In some ways this is nether surprising nor threatening. Any mathematical or computational model is only a simplified abstraction of the real world, for which we have to make often staggeringly bold simplifications if we're to get anywhere. We should however always be prepared to challenge the validity and necessity of these simplifications, and that's what I'd like to do here.

As far as validity is concerned, the simplification is quite patently invalid when it comes to any system that operates with real-world data: some of it is bound to be "wrong" in some sense. This isn't the same as being tolerant of mistakes, such as when someone presses the delete key by mistake: that's a action that certainly happened and to which the system responded correctly, albeit "wrongly" from the user's perspective.
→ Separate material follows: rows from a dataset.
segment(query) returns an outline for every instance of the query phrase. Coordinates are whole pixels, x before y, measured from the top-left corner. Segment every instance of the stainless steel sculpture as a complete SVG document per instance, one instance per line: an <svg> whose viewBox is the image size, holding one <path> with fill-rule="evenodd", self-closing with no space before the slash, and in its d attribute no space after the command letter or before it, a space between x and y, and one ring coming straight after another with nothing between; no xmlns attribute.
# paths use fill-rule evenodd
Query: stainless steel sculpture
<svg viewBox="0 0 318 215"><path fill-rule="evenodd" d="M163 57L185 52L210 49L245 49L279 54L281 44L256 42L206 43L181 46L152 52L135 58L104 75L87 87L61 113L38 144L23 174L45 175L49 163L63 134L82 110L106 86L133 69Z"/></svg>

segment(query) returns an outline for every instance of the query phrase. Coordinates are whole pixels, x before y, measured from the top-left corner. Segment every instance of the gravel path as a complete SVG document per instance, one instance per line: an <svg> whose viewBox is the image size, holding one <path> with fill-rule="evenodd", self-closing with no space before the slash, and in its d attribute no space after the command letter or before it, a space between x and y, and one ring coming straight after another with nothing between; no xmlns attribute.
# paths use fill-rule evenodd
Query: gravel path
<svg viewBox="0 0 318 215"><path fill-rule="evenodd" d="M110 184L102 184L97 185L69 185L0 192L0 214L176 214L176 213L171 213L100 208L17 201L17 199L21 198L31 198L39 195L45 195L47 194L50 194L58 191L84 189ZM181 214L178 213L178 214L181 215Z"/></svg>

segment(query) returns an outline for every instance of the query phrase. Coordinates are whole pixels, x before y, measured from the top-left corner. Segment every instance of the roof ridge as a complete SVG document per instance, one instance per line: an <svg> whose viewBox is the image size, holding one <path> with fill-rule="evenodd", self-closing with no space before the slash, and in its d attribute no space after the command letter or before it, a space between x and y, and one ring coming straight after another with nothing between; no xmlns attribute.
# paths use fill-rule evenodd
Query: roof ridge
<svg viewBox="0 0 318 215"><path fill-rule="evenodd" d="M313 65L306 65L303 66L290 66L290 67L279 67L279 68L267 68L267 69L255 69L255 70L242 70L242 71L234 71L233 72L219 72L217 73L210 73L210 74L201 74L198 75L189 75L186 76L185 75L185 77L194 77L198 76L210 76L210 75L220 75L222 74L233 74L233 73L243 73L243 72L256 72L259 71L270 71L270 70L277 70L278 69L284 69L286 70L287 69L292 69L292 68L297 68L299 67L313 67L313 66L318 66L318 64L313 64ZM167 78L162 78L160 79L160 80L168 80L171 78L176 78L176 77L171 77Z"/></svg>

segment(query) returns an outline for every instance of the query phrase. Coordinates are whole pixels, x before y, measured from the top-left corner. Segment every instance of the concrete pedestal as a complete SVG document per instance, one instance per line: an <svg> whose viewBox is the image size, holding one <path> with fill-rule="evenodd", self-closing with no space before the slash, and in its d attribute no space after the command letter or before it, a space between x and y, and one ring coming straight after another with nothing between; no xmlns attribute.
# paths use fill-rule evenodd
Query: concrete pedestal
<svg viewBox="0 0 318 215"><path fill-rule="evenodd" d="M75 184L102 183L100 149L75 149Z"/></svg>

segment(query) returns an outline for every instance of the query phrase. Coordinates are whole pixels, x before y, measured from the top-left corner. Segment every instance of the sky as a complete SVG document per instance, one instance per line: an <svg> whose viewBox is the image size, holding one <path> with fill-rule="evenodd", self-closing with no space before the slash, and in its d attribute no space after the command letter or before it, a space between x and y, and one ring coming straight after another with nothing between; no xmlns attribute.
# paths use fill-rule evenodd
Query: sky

Interesting problem, but different: we're talking here about responding to inherently erroneous input -- the delete key seeming to press itself, if you like.

Necessity, then: is it necessary to handle computation in this way? Clearly not: we can easily conjecture a computational model that's more tolerant of input with limited certainty.

Consider precision first. If the input is only known to a limited precision, then we don't want that error margin to cause enormous errors. If we have a function $latex f$, then we want $latex f$ to exhibit a tolerance of imprecision such that $latex \delta x < tol_x \Rightarrow \left | f(x + \delta x) - f(x) \right | < s \left | \delta x \right|$ for some scaling factor $latex s < 1$. $latex f$ doesn't cause errors to blow-up in unpredictable ways. A lot of functions behave in exactly this way: for example, in a sliding-window average function $latex f_w(\overline{x}, x) = \frac{x + \overline{x}(w - 1)}{w}$ for an average $latex \overline{x}$ computed from $latex w$ recent observations, we have that $latex s = \frac{1}{w}$. Small errors therefore perturb the result significantly less than the input is perturbed. If the errors are uniformly distributed, the function should converge on the "true" value.

Conversely, a large, accurate new observation will perturb the average only slowly, so large step-changes will be detected only slowly. It's hard to distinguish such a change when it first happens from an inaccurate reading. There are various ways of dealing with this, such as using a weighted sliding window with non-linear weighting.

This is a rather topological idea. Rather than simply mapping points in an input space (such as temperature) to an output space (average temperature over the past few minutes), we're also requiring that the mapping take elements close in the input space to elements close in the result space: we require that it be a contraction mapping. Building systems from contraction mappings, perhaps combined with contraction-preserving operators, yields systems that are robust to small errors in precision from their sensors.

Of course not all systems are actually like this, and in many cases we want rapid changes to be detected quickly and/or propagated. The point, perhaps, is that this is a choice we should make rather than a consequence of choosing a particular model of computation. There might actually be a model of computation lurking about here, in which we define functions coupled with a model of how their input and output errors should behave. At the very least, this yields systems in which we can predict the consequences of errors and imprecisions, which is a major challenge to deal with at present.